There is a news item in this week's Tablet which reports the Archbishop of Dublin as saying that "for many youn gpeople the Church remains an alien place". He is reported as identifying the Church's uncompromising attitude towards homosexuality as of most concern to young people (wording taken from the Tablet report). I have not been able to track down the original message of Archbishop Martin to which the report refers, but it occurs to me that it might well mention a range of other factors "of concern to young people" in terms of their relationship with the Church.
"There is a dramatic and growing rift between the Church and our younger generations and the blame does not lie principally with young people", Dr Martin said. "Our young people are generous and idealistic but such generosity and idealism does not seem to find a home in the Church".

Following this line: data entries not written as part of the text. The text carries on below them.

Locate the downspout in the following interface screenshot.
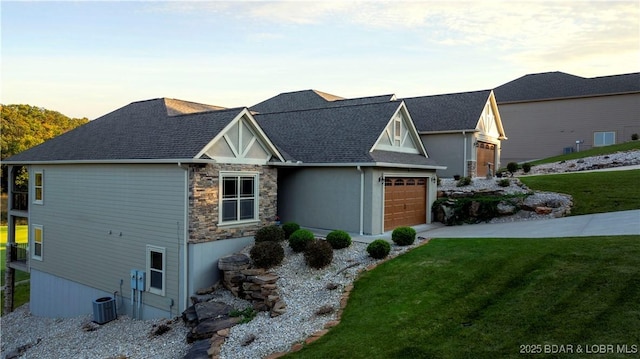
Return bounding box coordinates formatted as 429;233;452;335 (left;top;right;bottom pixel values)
356;166;364;236
462;131;468;177
178;162;189;314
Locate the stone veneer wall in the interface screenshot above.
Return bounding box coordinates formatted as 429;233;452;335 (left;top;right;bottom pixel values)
188;163;277;243
467;160;477;178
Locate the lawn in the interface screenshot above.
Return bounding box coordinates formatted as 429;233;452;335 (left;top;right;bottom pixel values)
1;224;31;315
520;169;640;215
0;225;29;245
528;141;640;166
287;236;640;359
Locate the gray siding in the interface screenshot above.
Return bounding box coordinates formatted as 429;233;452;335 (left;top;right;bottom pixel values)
421;133;473;178
28;164;186;317
278;167;362;233
499;93;640;163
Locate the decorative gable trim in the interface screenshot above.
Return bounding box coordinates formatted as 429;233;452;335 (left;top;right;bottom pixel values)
371;102;428;156
475;91;507;140
195;108;284;164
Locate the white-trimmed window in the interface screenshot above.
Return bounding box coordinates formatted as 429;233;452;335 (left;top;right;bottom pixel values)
594;131;615;147
32;224;43;260
393;117;402;146
146;245;166;296
34;171;44;204
220;172;259;224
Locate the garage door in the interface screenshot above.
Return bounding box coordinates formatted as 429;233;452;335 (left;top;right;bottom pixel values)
384;177;427;231
477;142;496;177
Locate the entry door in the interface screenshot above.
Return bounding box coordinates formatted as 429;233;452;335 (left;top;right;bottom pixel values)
384;177;427;231
477;142;496;177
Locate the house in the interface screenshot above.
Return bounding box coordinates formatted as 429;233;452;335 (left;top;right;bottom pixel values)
402;90;507;178
493;72;640;163
4;97;442;319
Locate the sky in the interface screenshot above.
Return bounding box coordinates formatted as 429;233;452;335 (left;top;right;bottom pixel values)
1;0;639;120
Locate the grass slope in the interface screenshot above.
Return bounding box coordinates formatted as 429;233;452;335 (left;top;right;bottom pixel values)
287;236;640;359
520;170;640;215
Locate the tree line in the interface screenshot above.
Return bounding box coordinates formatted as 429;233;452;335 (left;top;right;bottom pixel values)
1;104;89;192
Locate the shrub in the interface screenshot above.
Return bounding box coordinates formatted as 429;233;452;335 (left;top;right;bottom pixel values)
281;222;300;239
632;133;639;141
250;241;284;269
456;176;472;187
522;162;532;173
304;239;334;269
254;225;285;242
453;174;461;180
391;226;416;246
507;162;519;176
498;178;511;187
289;229;315;252
326;230;352;249
367;239;391;259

We also have the account of the Soho Masses group for LGBT Catholics, which can be read here. Just to respond, in passing, to their claim that the Catholic Church only began to "detail" its teaching in 1976, their subtle use of the language of "acceptance" (applied to the person) conflated with meaning "acceptance" (applied to their view that homosexual practice is morally permissible), and their portrayal of a division between the official, Vatican teaching and what ordinary Catholics are allowed to believe (justified on a "hierarchy of truths" position, which effectively makes questions of sexual ethics a matter for individual judgement). Whenever the Church has taught about marriage, about the complementarity of the sexes, indeed, even about the Church as the "bride of Christ", she has been implicitly making statements about same sex relations. The question is one of sexual and marital ethics - but it is also one that has a reference to ecclesiology and Christology. I think it is clear from their account that the Soho Masses group seek a change in the teaching of the Catholic Church on homosexuality, and one can ask whether their work does really meet an ecclesial norm properly so understood. This is not to say that there isn't a need for the Church to have an apostolate towards people of differing sexual attractions - it is just to say that this is perhaps not the right one.

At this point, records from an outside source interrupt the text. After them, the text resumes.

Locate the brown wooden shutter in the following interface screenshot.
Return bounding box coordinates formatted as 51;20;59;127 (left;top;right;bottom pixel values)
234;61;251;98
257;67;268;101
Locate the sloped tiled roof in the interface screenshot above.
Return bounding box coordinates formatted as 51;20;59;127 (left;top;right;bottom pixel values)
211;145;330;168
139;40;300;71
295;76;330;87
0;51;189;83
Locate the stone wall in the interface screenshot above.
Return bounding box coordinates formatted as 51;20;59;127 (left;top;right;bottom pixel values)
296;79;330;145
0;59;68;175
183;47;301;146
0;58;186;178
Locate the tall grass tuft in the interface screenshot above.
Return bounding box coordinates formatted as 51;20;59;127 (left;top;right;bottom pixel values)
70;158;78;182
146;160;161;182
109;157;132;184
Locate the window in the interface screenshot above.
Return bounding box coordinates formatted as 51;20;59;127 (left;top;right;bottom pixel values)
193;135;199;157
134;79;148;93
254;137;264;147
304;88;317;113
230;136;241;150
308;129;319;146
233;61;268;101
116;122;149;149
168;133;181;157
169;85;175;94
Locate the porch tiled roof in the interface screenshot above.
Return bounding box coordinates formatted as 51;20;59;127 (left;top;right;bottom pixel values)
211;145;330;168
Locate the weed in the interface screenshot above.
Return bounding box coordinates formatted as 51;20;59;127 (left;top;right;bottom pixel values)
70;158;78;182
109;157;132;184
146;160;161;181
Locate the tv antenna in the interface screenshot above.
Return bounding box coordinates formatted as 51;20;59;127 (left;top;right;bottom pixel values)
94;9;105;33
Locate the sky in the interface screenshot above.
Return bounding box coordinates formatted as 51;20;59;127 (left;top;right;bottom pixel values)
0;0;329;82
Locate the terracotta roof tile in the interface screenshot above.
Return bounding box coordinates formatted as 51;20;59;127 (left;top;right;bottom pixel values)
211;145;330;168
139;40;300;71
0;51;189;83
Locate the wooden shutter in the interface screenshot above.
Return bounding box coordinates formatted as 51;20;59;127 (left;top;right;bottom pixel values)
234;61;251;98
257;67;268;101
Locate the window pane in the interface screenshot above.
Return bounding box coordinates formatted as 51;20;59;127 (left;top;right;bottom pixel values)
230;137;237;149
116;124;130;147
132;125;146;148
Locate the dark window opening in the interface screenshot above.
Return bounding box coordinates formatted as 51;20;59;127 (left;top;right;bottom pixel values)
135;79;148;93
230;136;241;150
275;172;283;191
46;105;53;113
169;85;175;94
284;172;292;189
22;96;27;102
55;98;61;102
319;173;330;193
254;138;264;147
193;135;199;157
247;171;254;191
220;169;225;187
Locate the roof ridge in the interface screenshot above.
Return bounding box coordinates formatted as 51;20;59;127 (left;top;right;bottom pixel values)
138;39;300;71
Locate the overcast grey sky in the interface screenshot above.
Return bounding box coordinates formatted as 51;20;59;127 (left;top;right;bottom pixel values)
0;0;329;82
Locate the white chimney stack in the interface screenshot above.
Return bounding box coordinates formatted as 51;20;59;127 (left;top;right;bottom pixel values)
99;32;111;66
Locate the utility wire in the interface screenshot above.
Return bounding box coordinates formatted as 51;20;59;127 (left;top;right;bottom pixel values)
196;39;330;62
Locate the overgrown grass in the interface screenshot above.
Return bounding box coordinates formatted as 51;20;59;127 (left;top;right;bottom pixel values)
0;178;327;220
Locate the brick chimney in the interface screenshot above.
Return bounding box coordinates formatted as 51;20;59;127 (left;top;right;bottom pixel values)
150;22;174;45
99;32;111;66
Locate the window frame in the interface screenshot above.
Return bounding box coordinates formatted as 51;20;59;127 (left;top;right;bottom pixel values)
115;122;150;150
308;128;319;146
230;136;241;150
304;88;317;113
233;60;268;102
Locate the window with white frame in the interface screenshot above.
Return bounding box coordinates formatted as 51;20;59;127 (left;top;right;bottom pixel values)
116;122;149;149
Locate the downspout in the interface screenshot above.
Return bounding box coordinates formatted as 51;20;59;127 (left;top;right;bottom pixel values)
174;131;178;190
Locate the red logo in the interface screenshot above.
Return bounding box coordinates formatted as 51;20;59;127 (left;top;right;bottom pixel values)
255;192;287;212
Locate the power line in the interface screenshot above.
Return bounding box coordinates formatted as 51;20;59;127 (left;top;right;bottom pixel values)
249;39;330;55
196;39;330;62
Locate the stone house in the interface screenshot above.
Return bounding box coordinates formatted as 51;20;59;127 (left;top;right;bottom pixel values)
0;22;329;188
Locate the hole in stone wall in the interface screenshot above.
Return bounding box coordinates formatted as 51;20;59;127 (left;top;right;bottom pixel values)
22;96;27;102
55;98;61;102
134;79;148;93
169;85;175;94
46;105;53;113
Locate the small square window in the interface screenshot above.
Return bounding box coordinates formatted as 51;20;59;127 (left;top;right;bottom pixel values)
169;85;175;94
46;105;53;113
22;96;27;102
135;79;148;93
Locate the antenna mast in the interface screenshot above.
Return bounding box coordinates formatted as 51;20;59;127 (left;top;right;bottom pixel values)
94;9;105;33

Interestingly, I came across an account recently of Frank Duff's engagement with an apostolate towards homosexuals. The source is an article in a journal Studies, an quarterly review of Irish life and culture published by the Jesuits. The article was written by Finola Kennedy, and is entitled "Frank Duff's Search for the Neglected and Rejected". The text of the full article can be read by following the link. This is the paragraph from the article that refers to an apostolate towards homosexuals. In the notes at the end of the article, Finola Kennedy includes Joe Quinsey among the people thanked for help in preparing the article. The sources for the paragraph appear to be Finola Kennedy's own experience of the Legion, and a conversation with Joe Quinsey, one of the Legionaries involved in this early work of the Legion. The date of this work is unclear from the article, though the placing of this paragraph in the article as a whole suggests some time during the 1940s.
At a time when the expression of homosexual relations was a crime and homosexuals were open to arrest, a praesidium to befriend homosexuals was started. Legion member, Joe Quinsey, recalls that, at one of their discussions about the work, Mr. Duff stressed that genuine friendship should be sought and contacts should be invited to a restaurant for a cup of tea or coffee as a part of general sociability. A discussion group for homosexuals as well as a number of talks were organised. Not all the ideas came from Frank Duff, but if someone saw a problem he was always keen to pursue a solution. He encouraged others to take initiatives and was extremely supportive.

There is clearly a story to be told here, and I suspect that the approach adopted by Frank Duff and the early Legionaries might well provide a very useful model for present day ministry in this field.


Anonymous said...

Frank Duff seems to have been ahead of his time. As you mentioned, his encouragement for "unmarried mothers" to keep their babies if they wished to instead of having to adopt them.

Terry Nelson said...

I agree - Frank Duff should be a model for the new evangelization.